Assunto che un dibattito sulle P. Popolari dev’essere fatto, ci piacerebbe che fosse il più possibile inclusivo.
Tutela degli atleti e proposte tecniche
Nell’ambito di un coordinamento solo tecnico per gli sport da combattimento e tutti gli altri che prevedono partite-gare-tornei-esibizioni-performance, vorremmo ragionare affinchè si possa dare una tutela sostanziale e non formale (che para il culo soltanto agli organizzatori) della salute degli atleti, in un’ottica alternativa rispetto ai circuiti istituzionali.
Le seguenti considerazioni nascono dall’esperienza di uno di noi come medico di ring nella boxe agonistica dilettantistica ufficiale e come specialista in medicina legale e delle assicurazioni:
– visite mediche: sono completamente inutili quelle non agonistiche. In realtà anche quelle agonistiche servono a poco dal punto di vista clinico (evidenziano solo grosse patologie fortunatamente rare e non aiutano certo a prevenire i più frequenti problemi cardiaci o cerebrali che sono pressoché sempre imprevedibili), devono essere fatte bene e sono dispendiose: sarebbe bello se potessero farle non solo gli atleti che combattono o gareggiano, ma tutti quelli che si allenano e sono esposti a rischi di salute ben superiori; meglio risparmiare soldi e puntare a responsabilizzare al massimo tutti quanti sul proprio stato di salute nell’ottica di una completa autogestione.
– assicurazioni: sono molto dispendiose, per essere stipulate richiedono necessariamente ufficializzazione di persone e luoghi (associazioni riconosciute, istruttori-arbitri-atleti federati, locali-attrezzature a norma, ecc…). Le polizze base per infortuni sportivi di solito coprono solo gli infortuni gravi con franchigia alta, massimali bassi e risarcimento del danno superiore al 5-10% (per farsi male fino a questo punto bisogna proprio impegnarsi!!!), senza contare tutte le sottili fregature insite nei contratti che saltano fuori sempre a infortunio avvenuto. Anche qui molto meglio risparmiare soldi e garantire una copertura reale con la cassa comune della palestra nel caso di atleti che si fanno male e non sono in grado di affrontare le spese mediche (come avvenuto già in passato da noi), sempre nell’ottica di una completa autogestione.
– incontri boxe e simili: ci vuole la massima attenzione all’equilibrio tra combattenti (peso, esperienza, prova pratica prima del match). Riteniamo importantissimo stabilire delle regole comuni che riducano i rischi durante il combattimento: 3 riprese da 2 minuti, guantoni anti-shock da 12-14 once a seconda del peso, protezioni complete compresi para-palle e para-tette, ed arbitraggio competente e prudenziale (interrompere tutte le volte che ci sono rischi eccessivi, dopo 3 richiami ufficiali squalifica di un atleta o entrambi).

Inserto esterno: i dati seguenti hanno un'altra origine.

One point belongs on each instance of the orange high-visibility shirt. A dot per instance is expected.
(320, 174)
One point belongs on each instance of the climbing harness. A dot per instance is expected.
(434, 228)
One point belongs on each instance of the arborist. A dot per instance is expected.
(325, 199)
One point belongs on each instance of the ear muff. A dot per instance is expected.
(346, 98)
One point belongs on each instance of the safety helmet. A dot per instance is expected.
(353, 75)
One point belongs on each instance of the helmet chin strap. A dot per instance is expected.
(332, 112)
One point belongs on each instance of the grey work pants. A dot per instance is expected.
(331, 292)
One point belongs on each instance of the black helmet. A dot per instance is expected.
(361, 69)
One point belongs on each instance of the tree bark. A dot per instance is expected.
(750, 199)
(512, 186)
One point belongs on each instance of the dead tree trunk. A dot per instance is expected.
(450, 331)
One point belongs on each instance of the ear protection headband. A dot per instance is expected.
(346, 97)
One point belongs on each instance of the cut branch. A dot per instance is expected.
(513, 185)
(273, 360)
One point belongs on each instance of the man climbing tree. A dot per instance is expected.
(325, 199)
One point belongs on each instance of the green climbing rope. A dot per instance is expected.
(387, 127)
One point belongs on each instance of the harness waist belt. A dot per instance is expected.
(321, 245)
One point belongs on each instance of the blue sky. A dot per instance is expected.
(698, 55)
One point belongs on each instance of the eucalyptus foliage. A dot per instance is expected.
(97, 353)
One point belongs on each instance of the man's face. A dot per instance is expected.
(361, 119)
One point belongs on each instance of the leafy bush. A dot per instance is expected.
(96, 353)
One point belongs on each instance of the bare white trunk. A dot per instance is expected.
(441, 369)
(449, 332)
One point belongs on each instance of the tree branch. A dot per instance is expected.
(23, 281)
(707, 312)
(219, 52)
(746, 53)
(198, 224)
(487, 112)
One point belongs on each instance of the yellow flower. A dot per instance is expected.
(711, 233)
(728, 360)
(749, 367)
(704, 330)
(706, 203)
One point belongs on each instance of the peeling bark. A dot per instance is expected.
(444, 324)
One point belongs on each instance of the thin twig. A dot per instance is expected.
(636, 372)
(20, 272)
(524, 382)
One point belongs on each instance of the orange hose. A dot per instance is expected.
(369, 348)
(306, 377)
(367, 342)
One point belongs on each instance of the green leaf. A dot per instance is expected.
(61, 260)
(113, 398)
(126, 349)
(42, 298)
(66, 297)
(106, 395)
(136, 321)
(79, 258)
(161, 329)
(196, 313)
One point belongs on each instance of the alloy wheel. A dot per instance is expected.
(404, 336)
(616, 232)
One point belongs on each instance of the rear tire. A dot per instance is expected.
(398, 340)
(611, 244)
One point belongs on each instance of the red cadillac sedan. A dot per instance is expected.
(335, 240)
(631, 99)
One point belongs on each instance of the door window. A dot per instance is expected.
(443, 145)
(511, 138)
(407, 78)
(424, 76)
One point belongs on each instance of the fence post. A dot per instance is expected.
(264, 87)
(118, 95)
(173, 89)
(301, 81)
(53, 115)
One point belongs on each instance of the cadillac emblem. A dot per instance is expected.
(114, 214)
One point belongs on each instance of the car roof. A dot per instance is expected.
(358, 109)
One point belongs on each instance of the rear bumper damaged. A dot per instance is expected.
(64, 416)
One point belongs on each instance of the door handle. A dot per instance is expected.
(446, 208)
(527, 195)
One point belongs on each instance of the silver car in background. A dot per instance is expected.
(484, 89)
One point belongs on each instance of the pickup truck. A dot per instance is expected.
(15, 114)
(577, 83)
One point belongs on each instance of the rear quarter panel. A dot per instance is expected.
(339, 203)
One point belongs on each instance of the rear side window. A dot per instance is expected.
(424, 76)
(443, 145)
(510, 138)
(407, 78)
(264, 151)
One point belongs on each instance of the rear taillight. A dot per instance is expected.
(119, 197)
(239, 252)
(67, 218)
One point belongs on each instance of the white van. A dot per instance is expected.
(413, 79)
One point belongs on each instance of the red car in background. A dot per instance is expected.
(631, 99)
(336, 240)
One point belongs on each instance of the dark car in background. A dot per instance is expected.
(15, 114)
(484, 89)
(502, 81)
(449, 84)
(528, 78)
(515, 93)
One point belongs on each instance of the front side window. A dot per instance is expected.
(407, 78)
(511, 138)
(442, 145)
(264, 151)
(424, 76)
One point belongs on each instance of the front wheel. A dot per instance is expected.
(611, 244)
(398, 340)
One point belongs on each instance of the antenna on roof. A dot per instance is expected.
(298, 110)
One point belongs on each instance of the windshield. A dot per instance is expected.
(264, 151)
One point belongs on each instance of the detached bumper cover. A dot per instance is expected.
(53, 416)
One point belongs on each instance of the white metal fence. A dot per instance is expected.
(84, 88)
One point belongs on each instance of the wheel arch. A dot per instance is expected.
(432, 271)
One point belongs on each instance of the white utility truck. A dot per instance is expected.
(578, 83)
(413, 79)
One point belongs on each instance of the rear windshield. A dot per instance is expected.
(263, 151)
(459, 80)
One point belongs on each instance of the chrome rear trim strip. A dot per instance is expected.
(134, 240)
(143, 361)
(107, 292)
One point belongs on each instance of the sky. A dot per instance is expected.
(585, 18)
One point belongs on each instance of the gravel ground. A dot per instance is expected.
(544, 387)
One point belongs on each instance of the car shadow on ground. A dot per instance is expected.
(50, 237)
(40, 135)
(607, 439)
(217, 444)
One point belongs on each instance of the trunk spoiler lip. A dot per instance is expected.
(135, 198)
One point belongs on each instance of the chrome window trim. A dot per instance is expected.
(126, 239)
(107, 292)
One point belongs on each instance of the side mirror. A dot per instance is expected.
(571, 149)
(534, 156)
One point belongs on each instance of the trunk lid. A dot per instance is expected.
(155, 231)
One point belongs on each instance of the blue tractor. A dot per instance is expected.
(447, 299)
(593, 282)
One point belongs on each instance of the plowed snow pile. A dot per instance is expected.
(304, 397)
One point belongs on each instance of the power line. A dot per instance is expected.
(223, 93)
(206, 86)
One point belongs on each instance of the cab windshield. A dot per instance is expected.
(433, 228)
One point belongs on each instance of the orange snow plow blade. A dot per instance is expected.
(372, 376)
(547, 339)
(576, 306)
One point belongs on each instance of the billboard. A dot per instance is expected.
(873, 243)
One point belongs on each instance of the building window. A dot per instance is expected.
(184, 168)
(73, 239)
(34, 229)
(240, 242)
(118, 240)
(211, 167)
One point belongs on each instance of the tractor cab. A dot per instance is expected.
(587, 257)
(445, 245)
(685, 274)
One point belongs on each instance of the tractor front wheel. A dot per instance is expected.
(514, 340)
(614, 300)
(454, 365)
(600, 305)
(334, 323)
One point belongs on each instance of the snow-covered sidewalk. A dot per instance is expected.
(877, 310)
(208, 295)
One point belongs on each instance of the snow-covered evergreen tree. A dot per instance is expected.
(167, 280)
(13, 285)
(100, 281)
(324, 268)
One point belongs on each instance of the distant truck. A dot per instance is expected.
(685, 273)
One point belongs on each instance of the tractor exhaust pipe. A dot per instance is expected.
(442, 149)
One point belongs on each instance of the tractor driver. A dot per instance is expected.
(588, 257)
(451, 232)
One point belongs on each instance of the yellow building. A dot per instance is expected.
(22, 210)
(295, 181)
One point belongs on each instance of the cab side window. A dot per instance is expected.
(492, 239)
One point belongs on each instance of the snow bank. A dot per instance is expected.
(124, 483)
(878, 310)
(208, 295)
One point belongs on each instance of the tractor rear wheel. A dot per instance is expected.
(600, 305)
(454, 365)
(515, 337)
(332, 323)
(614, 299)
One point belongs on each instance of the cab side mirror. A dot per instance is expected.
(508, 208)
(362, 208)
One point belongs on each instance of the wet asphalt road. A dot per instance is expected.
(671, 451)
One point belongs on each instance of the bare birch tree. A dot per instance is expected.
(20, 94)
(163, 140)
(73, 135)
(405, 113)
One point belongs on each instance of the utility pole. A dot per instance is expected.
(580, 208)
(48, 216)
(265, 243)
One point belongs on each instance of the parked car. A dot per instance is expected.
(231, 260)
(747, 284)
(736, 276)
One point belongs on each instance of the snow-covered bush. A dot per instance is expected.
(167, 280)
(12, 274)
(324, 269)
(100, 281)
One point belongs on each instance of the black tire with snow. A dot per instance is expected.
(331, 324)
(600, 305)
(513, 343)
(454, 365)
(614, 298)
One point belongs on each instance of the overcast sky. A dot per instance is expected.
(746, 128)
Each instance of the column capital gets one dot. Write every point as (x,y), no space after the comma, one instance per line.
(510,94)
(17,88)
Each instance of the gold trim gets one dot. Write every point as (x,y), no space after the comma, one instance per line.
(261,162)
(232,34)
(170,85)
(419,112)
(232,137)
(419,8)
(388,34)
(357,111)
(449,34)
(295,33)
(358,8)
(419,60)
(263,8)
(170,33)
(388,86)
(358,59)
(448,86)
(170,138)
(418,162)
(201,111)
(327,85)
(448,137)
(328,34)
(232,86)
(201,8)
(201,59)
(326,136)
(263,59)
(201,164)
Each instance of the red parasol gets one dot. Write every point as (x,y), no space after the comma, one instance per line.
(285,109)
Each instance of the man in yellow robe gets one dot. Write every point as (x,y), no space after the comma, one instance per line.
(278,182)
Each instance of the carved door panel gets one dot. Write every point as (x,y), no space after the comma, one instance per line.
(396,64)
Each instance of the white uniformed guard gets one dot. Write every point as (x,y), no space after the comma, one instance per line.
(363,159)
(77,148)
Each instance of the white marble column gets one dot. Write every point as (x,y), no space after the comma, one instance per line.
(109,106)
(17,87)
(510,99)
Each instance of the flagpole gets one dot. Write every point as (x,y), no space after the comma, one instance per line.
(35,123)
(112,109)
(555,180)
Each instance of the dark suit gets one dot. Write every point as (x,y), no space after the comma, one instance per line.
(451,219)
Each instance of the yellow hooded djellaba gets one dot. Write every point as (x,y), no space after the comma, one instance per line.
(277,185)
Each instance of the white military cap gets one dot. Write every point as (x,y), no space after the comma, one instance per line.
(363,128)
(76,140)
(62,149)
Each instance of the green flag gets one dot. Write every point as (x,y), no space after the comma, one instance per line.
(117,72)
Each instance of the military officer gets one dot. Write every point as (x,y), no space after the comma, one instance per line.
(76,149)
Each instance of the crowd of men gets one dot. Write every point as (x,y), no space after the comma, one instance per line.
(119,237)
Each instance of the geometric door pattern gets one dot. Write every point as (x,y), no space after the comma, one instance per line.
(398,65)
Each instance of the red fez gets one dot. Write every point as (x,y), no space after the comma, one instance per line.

La presenza di un’ambulanza sul posto è ben poco utile se non c’è un medico specialista a bordo, ma, come avviene normalmente, solo infermieri: a quel punto meglio chiamarla al bisogno con medico sicuramente a bordo. Piuttosto sarebbe utile la presenza di un compagno medico che supervisiona attentamente ogni incontro intervenendo e interrompendolo se necessario senza discussioni e di una giuria che valuta soprattutto ai punti per valorizzare l’aspetto sportivo. In quest’ottica sono possibili anche incontri misti: insomma, puntare su un sano confronto simil-dilettantistico/olimpionico come nella boxe cubana, e non simil-professionistico tutto rivolto alla ricerca del KO e dell’annientamento dell’avversario.
Speriamo che tutte le palestre interessate possano trarre spunto per le proprie riflessioni da questo breve comunicato e che l’assemblea di Firenze possa essere un momento di confronto importante per continuare a far crescere lo sport popolare.